Amalia Mesa-Bains, whose work helped bring Chicana art into the mainstream, had a retrospective exhibition, Archeology of Memory, at the Phoenix Art Museum.
Amalia Mesa-Bains: Archeology of Memory
November 5, 2023–February 25, 2024
Phoenix Art Museum
For more than four decades, California-based artist Amalia Mesa-Bains has been creating work rooted in her Chicana identity and feminist sensibilities, shaping an art practice that’s intensely intimate and personal even as it speaks to wider themes such as marginalization, spirituality, female empowerment, and healing.

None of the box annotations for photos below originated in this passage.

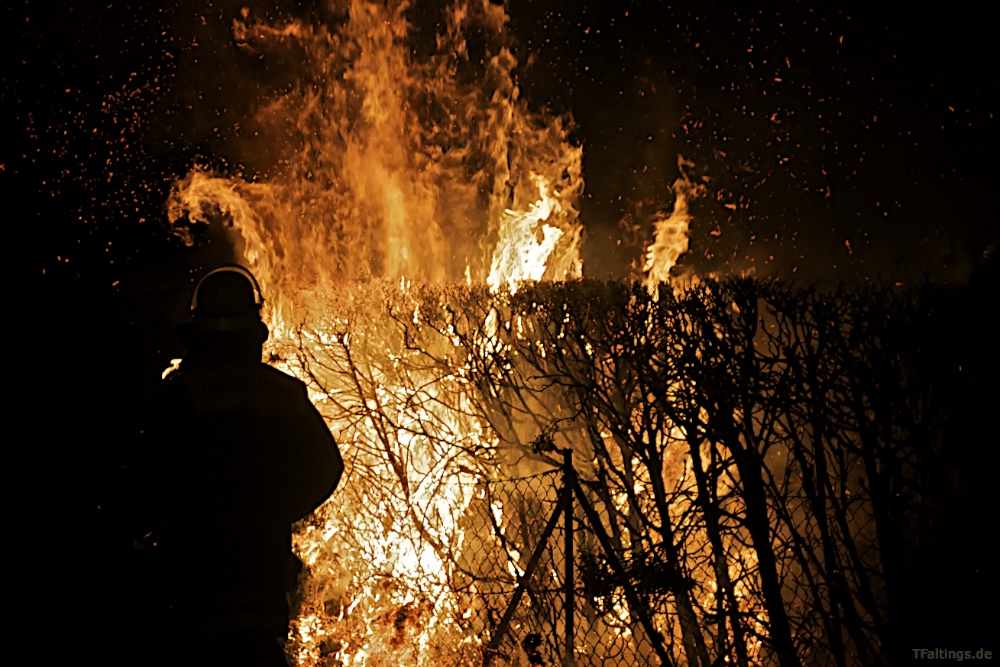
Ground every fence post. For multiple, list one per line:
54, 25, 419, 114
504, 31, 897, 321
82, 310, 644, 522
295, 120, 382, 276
563, 449, 576, 667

Mesa-Bains forged a path for subsequent artists by bringing Chicana, Mexicana, and Latina culture into the mainstream of contemporary art, and by integrating objects related to domestic life into artworks that speak to broader spheres of influence. She has also popularized and expanded the use of altars in art installations by including forms beyond the ofrendas affiliated with the Day of the Dead and using unconventional objects such as armoires as their foundations.
More than forty of her works created between 1991 and 2022 were recently on view at Phoenix Art Museum, as part of the retrospective exhibition Amalia Mesa-Bains: Archeology of Memory, curated by Maria Esther Fernández and Laura E. Pérez and organized by the Berkeley Art Museum and Pacific Film Archive.

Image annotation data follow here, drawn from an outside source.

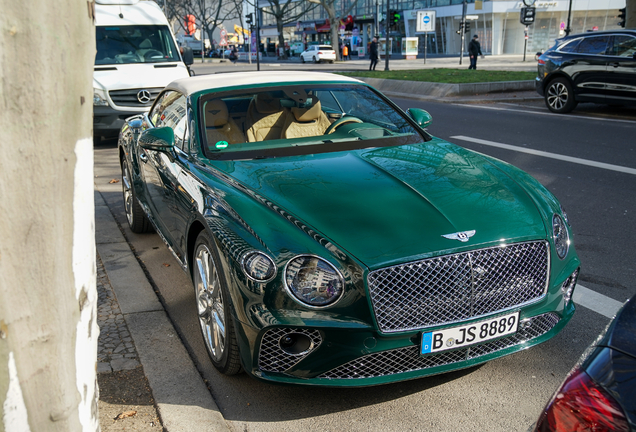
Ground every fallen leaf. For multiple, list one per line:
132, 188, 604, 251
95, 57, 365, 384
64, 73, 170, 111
115, 411, 137, 420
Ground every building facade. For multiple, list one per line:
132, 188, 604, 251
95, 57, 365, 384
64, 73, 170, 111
259, 0, 625, 55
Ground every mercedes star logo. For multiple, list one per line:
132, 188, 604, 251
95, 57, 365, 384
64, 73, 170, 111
442, 230, 477, 242
137, 90, 150, 104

Throughout this exhibition, comprising installations, palimpsest prints, handmade books, and codices, the artist affirms her oft-stated belief that memory serves as a bridge connecting the present with the past, and the living with the dead. Some installations, such as the Circle of Ancestors (1995) with seven bejeweled chairs conceived as altars to seven rebellious women, and An Ofrenda for Dolores del Rio (1991) with a vanity transformed into an altar for a famous Mexican actress, pay homage to ancestors or cultural icons. Others, such as Venus Envy Chapter IV: The Road to Paris and Its Aftermath, The Curandera’s Botanica (2008), which addresses the artist’s recovery from a tragic car accident with elements including a medicine cabinet, and Venus Envy Chapter I: First Holy Communion, Moments Before the End (2022), which was undertaken in response to her younger sister’s death, explore personal experiences and family histories.

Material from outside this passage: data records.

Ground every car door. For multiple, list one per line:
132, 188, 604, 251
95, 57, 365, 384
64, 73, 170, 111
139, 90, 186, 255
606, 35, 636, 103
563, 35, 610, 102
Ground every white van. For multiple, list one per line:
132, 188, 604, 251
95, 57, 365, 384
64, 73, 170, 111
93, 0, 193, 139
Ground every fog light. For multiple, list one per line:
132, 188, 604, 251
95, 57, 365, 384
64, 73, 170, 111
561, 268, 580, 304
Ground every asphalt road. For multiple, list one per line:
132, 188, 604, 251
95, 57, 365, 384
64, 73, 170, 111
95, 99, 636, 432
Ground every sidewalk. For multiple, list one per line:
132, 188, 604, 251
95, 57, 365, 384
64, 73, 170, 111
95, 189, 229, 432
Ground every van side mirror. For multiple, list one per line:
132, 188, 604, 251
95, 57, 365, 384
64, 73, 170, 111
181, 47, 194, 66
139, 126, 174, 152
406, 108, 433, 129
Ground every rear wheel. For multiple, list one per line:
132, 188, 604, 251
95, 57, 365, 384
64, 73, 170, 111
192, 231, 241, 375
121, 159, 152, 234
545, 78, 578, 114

Works centered on historic and contemporary experiences of colonization, migration, and cultural erasure are particularly impactful. With What the River Gave to Me (2002), a mixed-media installation suggesting the female form, the artist references the Rio Grande, which her parents crossed to become undocumented immigrants living in California. A text panel notes that the dozens of glass forms she used to craft the river are inscribed with the names of “those who made the perilous journey” across the border, but here their identity is a mystery.
Collectively, this alluring amalgamation of materials, including voluminous fabrics, resplendent armoires, framed mirrors, and dried botanicals coupled with photographs, found objects, and mementos, delivers a thrilling sense of wonderment that draws viewers into both the artist’s and their own tableaus of memory and arcs of imagination.